The rehabilitation began in May 2011, in conjunction with the rebuilding of the crumbling Culver Viaduct, the term for the concrete elevated structure over the Gowanus Canal. Smith-9th Streets, opened in 1933, is one of only two elevated stations built as part of the old IND system, the other one being the neighboring Fourth Avenue-9th Street station.
The station reconstruction work included a new and expanded street-level fare-paying area (many longtime New Yorkers still call this a “token booth”), a new escalator system, new lighting and public address systems, and rehabilitated stairs and platforms.
Architectural details include new semi-circular guard railings bordering the open part of the station, rehabilitation of the original mosaic “Smith-9th St.” signs, and a 14-foot-tall mosaic installed as part of the MTA Arts for Transit program.
Due to the complexity of the job, the target date for completing the station rehab was postponed twice. It was originally supposed to be last spring, then was moved up to the fall, and finally to April.
“This has been a long and complicated project but we are grateful for the community’s patience while we performed this necessary work.

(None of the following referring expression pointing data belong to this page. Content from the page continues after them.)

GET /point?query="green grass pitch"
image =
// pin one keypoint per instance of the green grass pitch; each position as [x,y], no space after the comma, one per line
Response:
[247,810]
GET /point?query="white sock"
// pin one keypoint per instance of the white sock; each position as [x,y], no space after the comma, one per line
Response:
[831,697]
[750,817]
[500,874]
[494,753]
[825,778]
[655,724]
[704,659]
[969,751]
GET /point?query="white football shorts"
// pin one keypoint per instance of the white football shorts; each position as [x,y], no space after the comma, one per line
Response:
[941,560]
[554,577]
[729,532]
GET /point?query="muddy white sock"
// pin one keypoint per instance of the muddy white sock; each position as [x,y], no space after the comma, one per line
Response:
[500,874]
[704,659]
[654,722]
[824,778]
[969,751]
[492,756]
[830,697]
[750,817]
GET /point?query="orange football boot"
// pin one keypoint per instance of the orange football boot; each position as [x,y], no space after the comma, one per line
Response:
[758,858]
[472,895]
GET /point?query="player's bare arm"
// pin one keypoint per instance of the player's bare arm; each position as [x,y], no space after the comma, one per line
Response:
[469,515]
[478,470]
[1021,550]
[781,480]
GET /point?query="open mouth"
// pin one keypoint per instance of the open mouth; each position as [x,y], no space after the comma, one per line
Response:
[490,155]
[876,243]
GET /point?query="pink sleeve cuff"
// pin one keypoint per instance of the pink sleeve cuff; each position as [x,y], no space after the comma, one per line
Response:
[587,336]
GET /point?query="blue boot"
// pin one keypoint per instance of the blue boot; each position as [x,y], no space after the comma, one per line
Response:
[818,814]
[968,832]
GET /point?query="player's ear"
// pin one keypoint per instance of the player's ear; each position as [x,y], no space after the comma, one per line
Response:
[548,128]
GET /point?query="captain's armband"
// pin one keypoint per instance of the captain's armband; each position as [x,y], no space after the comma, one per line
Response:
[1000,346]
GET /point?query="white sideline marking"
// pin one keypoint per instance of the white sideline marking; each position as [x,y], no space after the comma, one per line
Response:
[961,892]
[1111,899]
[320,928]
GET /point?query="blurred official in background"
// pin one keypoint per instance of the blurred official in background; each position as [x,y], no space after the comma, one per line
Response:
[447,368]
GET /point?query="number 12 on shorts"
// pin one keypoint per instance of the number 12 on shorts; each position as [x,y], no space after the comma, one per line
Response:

This station will be 80 years old this summer and this rehabilitation will see it reach that milestone with a much improved appearance and functionality,” said Thomas F. Prendergast, president of MTA New York City Transit and interim executive director of the MTA.
Before the rehabilitation project began, the overall viaduct was so dilapidated that the transit system had to install netting below the structure so that cars and pedestrians underneath wouldn’t be hit by falling chunks of concrete.
From the station’s platforms, passengers can see the skylines of Downtown Brooklyn and Manhattan as well as the huge, iconic “Kentile” sign, which advertised a long-defunct type of floor covering.
About 10 years ago, Borough President Marty Markowitz, calling for a repair of the station, said that if it was renovated, it could serve as a tourist attraction because of its views.